R Street highlights national security implications of Trump cybercrime executive order
“President Trump’s cybercrime executive order offers an avenue for the federal government to address the national security implications of cyber-enabled fraud conducted by foreign adversaries, according to Haiman Wong, resident fellow at R Street’s technology and innovation program.
‘Prioritizing and looking at [cybercrime] through a national security lens is something that I’ve been pushing hard for. What we have seen is a lot of the money being stolen from Americans is not going to a mischievous prankster in their mom’s basement. It’s quite literally going to fund a lot of our adversaries,’ Wong told Inside Cybersecurity on the March 6 EO.
The EO focuses on cybercrime and fraud, including directing the creation of an action plan and steps to create a potential victim restoration program.
The EO serves “to combat cybercrime, fraud, and predatory schemes targeting American families, businesses, and critical infrastructure,” according to a fact sheet. The document was published in the wake of the highly-anticipated release of the national cyber strategy, which also addresses cybercrime in a pillar on shaping adversary behavior.
The action plan will be developed by the departments of State, Treasury, Defense, Justice and Homeland Security. The EO sets July 4 deadline for the plan.
The plan should identify the transnational criminal organizations ‘responsible for scam centers and cybercrime and proposes solutions to prevent, disrupt, investigate, and dismantle these TCOs,’ according to the EO.

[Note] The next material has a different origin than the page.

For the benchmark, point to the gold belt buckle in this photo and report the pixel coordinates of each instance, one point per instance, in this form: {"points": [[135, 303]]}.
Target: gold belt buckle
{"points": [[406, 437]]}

The EO has a May 6 deadline for the departments to ‘review the relevant operational, technical, diplomatic, and regulatory frameworks in place to determine how each can be improved to best combat TCOs engaged in cyber-enabled crime and similar predatory schemes against Americans.’
‘This action plan shall provide for the creation of an operational cell within the National Coordination Center…which will be responsible for coordinating Federal efforts to detect, disrupt, dismantle, and deter — including by involving the private sector as appropriate — cyber-enabled criminal activity conducted by foreign TCOs and associated networks that target United States persons, businesses, critical infrastructure, or public services,’ the EO says.
The EO says the action plan will also outline ‘relevant technical capabilities, threat intelligence, and operational insights from commercial cybersecurity firms and other non-Federal entities… to enhance attribution, tracking, and disruption of malicious cyber actors and enabling infrastructure engaged in cybercrime, fraud, and predatory schemes’; as well as ‘include mechanisms to improve information sharing, operational coordination, and rapid response across the Federal Government.’
Wong said national security considerations should be addressed in the action plan.
‘This administration does so much about our physical border, but when it comes to our digital border, I would argue that’s even more pressing and urgent, because it’s at everybody’s fingertips,’ Wong said.
Wong said the Trump administration could move more towards ‘understanding with cyber-enabled attacks, there is a cybercrime component, and then there’s a public safety component too…and how those three things very much intersect with national security.’
She added, ‘Coordination and collaboration are paramount’ when standing up the action plan to address cybercrime.
‘The resource and bandwidth issue seems to have been one of the sticking points for [addressing cybercrime.] Anything to do with that coordination and collaboration is a great thing that we would love to see,’ Wong said.”